Bevor es losgeht:
Was für Assoziationen haben Sie jeweils zu den Wörtern „Halten“ und „Aushalten“?
Und sind die dann jeweils positiv konnotiert, negativ, neutral?
Bei mir bewirkt „Aushalten“ sofort eine Aktivierung. Aushalten, ertragen, sich hilflos fühlen. Unzählige Erinnerungen an unangenehme soziale Situationen, unfreundliches oder manipulatives Verhalten, endloser Smalltalk, aber auch Beleidigungen und Aggression.
„Halten“ hat ganz viele verschiedene Bedeutungen, ich assoziiere das zum Beispiel mit Tanz, wo eine Pose gehalten wird. Ich halte Spannung im Körper, wenn ich singe oder spreche. Ich halte Aufmerksamkeit und Fokus, wenn ich jemandem zuhöre. Halten im Sinne von „Anhalten“ fällt mir auch ein.
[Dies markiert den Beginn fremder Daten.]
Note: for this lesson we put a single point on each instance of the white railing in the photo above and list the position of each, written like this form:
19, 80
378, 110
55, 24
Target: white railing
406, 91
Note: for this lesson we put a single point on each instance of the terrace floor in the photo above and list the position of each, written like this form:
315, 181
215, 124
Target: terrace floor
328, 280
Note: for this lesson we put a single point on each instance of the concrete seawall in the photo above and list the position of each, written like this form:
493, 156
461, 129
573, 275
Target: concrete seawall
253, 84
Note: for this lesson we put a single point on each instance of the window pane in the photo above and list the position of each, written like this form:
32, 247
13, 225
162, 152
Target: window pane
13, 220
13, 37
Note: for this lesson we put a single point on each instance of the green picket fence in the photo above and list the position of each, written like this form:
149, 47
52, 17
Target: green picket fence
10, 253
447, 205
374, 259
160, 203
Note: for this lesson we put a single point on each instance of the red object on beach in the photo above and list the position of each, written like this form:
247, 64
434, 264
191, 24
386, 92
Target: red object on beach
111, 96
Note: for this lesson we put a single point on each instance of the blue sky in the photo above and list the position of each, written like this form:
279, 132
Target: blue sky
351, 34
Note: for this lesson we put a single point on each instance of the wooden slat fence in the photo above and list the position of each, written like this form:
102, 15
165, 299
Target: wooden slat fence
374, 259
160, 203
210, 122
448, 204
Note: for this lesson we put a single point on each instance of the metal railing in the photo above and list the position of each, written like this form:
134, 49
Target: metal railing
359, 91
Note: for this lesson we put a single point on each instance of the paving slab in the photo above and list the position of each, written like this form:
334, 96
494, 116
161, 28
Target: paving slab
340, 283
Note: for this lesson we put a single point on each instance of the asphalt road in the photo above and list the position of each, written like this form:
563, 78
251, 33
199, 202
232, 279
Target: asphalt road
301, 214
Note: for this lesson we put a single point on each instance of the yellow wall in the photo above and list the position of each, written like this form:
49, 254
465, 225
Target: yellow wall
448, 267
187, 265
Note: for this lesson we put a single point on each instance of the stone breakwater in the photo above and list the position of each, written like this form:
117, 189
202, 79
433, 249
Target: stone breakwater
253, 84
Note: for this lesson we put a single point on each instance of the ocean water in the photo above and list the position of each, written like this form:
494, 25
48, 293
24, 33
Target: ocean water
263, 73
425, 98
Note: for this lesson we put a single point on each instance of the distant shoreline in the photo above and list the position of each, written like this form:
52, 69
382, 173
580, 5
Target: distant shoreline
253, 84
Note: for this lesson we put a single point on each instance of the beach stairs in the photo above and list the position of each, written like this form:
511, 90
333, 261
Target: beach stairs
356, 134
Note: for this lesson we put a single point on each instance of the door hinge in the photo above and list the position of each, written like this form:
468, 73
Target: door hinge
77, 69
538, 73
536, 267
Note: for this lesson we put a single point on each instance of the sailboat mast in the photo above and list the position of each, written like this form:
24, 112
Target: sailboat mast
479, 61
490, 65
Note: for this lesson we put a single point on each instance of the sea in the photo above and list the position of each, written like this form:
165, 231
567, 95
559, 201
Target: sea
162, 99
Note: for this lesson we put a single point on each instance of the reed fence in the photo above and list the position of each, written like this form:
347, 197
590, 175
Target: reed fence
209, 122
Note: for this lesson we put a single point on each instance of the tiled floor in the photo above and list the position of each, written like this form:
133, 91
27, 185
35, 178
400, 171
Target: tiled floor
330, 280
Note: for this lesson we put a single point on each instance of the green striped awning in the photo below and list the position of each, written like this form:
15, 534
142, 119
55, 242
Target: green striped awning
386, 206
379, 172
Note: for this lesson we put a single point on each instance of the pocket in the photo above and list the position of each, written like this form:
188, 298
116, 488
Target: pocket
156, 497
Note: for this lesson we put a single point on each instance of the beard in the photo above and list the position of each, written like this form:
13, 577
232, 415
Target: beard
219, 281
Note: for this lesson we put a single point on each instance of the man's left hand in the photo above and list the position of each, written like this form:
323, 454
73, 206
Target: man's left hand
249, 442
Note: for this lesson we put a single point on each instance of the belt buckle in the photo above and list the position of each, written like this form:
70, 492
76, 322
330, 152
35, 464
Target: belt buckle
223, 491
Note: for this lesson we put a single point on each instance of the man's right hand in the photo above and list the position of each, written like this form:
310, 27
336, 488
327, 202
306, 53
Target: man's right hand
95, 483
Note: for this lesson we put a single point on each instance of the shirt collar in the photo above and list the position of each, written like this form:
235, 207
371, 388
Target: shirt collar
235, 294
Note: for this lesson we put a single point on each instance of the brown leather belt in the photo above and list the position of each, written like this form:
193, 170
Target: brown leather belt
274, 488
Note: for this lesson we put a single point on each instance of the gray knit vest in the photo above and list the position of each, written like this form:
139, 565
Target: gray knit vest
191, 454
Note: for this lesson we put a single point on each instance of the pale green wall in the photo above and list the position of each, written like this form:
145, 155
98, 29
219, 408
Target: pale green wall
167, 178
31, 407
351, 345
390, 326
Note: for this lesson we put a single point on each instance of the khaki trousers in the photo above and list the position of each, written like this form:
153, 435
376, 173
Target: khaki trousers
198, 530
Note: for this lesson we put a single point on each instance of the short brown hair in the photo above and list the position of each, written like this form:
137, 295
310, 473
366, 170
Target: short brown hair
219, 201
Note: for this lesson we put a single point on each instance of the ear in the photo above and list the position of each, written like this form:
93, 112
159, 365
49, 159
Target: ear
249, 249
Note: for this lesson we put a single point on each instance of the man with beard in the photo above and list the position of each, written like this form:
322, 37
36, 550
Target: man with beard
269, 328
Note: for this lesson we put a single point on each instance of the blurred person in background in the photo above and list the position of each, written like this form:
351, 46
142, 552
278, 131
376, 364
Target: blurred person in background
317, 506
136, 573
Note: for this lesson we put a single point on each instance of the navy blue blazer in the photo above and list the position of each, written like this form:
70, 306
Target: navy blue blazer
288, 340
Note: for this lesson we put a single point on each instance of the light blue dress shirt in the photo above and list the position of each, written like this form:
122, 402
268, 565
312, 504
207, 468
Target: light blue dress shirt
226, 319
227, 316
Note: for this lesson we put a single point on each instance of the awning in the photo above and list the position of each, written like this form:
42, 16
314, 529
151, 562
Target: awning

Jetzt geht es mir um den Unterschied zwischen „Aushalten“ und „Halten“ und die Frage, wie der Weg von „Ich kann das nicht (oder kaum) aushalten!“ hin zu „Ich kann das halten.“ aussehen kann.
Vielleicht geht es nur um ein unangenehmes Körpergefühl wie Müdigkeit oder eine leichte Verspannung. Vielleicht geht es um eine unangenehme soziale Situation. Vielleicht geht es um Gefühle, die kaum auszuhalten sind, wie etwa Liebeskummer, Wut oder Trauer.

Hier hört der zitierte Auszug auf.